Broadcasts were broadcast under the name "Educational Program". Programs began at 11:00, with a break around noon. The morning program consisted of a feature film and a concert program or a program about art. In some cases, entertainment programs, premieres or repeats of documentaries could be included. After the end of the broadcast break, programs resumed around 17:00 and ended before midnight. The weekday evening program during this period consisted of the premiere or repeat of a documentary film, a repeat of some youth or popular science program, as well as: programs and television films about art, concert programs and television concert films, cartoons, foreign language lessons (Italian, French, German, Spanish and English), repeats of feature films (mostly domestic, both one-part and multi-part mini-series). Sometimes on weekdays, sports broadcasts were also shown - for example, matches of the Russian Football Championship and the national team in this sport, both in full and in equal roles with the First Programme, as well as educational programs. The broadcast on weekends consisted of approximately the same, including repeats of children's Soviet television films.

===1992–1994: Ostankino 4th Channel===
On April 13, 1992, the management of the morning, afternoon and early evening weekday schedule was transferred to VGTRK. On June 1, the "Educational Program" changed its name to Russian Universities, but the programming policy, unlike the name of the channel, did not change at first - all the previous programs, including programs for children, foreign language lessons and other educational programs, Soviet feature and television films continued to be included in the schedule. Only some programs of a musical or entertainment nature and sports broadcasts that did not fit into the broadcast schedule of the main RTR channel became an addition. Management of the late evening weekday program and the program for weekends and holidays was left to RGTR "Ostankino", whose evening block of programs on weekdays began at 22:00, after the end of the Russian Universities programs. The evening block consisted mainly of showing one feature film, while anything other than films was shown in smaller quantities or might be absent altogether. The showing of some documentary television films and all cartoons, repeats of youth and popular science programs, and experimental programs were transferred from the weekday program to the weekend program, which was entirely under the control of RGTRK Ostankino. Broadcasting on weekends began at 9:00, with rare exceptions. Foreign language lessons were not included in the program schedule for these days. RGTRK Ostankino broadcast its entire airtime under the name Ostankino 4th Channel with a corresponding logo in the form of a stylized Arabic numeral "4" in a frame, in the lower right corner of the screen.
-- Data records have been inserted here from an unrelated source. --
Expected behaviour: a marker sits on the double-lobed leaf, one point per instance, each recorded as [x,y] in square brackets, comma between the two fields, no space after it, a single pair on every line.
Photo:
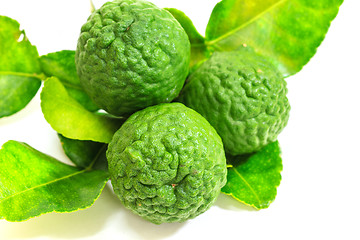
[287,32]
[62,65]
[69,118]
[20,73]
[33,183]
[253,179]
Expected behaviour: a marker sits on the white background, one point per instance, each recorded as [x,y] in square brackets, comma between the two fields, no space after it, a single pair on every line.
[319,195]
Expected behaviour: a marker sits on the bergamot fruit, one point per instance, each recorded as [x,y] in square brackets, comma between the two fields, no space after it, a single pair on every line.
[243,97]
[167,163]
[130,55]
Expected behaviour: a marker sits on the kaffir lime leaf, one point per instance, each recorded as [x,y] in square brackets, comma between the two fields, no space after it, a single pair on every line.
[130,55]
[167,163]
[242,96]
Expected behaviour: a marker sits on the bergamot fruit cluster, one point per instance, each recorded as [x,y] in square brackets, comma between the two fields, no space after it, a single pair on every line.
[167,163]
[130,55]
[243,96]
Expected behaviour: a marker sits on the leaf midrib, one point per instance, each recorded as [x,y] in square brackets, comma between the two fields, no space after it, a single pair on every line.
[212,42]
[42,185]
[89,168]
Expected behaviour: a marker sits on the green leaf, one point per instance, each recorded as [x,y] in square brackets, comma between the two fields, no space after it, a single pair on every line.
[198,48]
[32,183]
[83,153]
[71,119]
[16,92]
[288,32]
[19,68]
[62,65]
[252,179]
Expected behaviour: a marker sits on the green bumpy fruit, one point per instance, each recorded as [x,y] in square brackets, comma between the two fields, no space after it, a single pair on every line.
[130,55]
[242,96]
[167,163]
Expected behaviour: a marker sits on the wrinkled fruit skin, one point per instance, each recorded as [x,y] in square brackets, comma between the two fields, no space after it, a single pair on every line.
[242,96]
[130,55]
[167,163]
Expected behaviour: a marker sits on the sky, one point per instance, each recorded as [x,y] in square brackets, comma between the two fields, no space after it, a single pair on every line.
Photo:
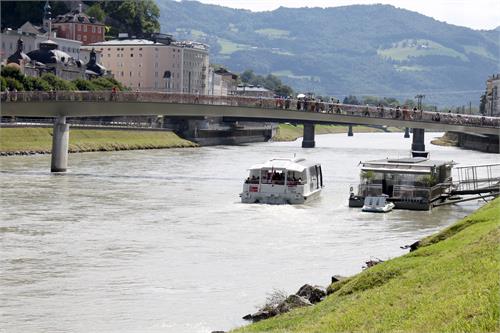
[475,14]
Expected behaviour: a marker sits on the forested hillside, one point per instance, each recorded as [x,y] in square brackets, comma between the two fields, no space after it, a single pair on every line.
[361,50]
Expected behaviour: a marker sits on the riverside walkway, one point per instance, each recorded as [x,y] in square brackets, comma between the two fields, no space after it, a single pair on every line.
[63,104]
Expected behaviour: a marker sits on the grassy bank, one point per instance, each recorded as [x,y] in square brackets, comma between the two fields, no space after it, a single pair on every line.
[84,140]
[450,284]
[287,132]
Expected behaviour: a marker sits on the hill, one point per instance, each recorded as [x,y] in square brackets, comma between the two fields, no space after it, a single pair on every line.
[362,50]
[449,284]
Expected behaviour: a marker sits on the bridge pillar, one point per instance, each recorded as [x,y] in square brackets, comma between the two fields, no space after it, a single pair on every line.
[60,143]
[418,143]
[308,139]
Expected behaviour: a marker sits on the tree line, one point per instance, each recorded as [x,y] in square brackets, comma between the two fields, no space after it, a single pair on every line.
[133,17]
[12,79]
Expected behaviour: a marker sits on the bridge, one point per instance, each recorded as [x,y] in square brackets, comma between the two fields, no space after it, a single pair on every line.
[63,104]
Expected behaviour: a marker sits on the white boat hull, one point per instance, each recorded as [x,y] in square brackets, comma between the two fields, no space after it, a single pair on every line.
[279,199]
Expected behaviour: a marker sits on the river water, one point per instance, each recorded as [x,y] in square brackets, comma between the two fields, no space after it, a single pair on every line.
[157,241]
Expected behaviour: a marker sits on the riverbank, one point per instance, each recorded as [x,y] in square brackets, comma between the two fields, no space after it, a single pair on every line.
[28,140]
[288,132]
[449,284]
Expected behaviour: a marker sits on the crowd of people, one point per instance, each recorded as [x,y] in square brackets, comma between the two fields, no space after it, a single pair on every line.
[304,104]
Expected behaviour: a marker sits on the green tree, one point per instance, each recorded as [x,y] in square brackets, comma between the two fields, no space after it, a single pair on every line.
[3,83]
[84,85]
[36,84]
[134,17]
[96,11]
[57,83]
[14,84]
[12,72]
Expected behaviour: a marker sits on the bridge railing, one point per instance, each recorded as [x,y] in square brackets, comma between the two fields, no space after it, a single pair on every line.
[254,102]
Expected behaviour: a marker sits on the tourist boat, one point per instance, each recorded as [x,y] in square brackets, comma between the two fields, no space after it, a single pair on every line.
[283,181]
[377,204]
[409,183]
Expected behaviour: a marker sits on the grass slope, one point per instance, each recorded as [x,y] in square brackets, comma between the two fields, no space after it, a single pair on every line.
[82,140]
[287,132]
[450,284]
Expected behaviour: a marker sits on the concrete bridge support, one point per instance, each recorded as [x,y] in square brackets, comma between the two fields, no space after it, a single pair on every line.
[60,143]
[308,139]
[418,143]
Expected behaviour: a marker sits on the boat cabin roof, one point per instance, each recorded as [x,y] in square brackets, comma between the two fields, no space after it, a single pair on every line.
[295,164]
[404,165]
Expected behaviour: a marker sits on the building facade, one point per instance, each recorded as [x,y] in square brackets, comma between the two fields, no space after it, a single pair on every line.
[221,82]
[157,64]
[492,105]
[77,25]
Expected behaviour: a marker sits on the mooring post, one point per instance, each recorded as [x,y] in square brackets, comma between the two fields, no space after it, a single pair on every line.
[60,143]
[308,139]
[418,143]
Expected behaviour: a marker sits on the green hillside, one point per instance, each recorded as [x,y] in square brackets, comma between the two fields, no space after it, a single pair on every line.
[362,50]
[450,284]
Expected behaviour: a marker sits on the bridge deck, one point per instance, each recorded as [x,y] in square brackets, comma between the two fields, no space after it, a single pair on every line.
[96,104]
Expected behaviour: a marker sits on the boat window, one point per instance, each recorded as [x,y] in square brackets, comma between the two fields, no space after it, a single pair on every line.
[254,177]
[275,177]
[314,177]
[294,178]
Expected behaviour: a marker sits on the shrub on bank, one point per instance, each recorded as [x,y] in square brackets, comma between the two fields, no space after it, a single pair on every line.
[36,84]
[57,83]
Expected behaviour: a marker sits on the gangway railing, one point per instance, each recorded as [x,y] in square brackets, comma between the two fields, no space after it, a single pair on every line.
[478,178]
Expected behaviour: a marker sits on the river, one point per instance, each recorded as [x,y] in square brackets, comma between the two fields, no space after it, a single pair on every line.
[157,241]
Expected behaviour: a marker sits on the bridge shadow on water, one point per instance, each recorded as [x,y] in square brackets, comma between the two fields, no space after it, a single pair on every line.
[70,174]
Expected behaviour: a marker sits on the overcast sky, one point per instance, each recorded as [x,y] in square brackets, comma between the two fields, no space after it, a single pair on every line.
[476,14]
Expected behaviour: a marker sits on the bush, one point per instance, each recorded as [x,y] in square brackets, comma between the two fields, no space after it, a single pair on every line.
[116,83]
[3,83]
[57,83]
[103,84]
[12,72]
[36,84]
[14,84]
[84,85]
The holiday and weekend program began to include more entertainment programs, in the release of which the ATV television company ("Author's Television", "New Studio") was involved. The president of ATV received the position of general director of Ostankino 4th Channel. The initiative for such changes belonged to the then chairman of the television and radio company, Yegor Yakovlev, who proposed to the ATV team to rehabilitate Ostankino 4th Channel, which was then a "television garbage dump of repeats and moldy educational programs".

Since January 17, 1994, the evening broadcast on Ostankino 4th Channel was transferred from RGTRK Ostankino to NTV channel, and the morning and daytime broadcasts to VGTRK (Russian Universities TV channel). The channel's broadcasting was completely stopped. Some of the programs of the former Ostankino 4th Channel until August 29, 1997 ("Vremechko" and "Tretii glaz", previously also "Voskresenie s Dmitriyem Dibrovym") continued to be produced by ATV for the NTV channel, until they were replaced by similar programs of NTV's own production.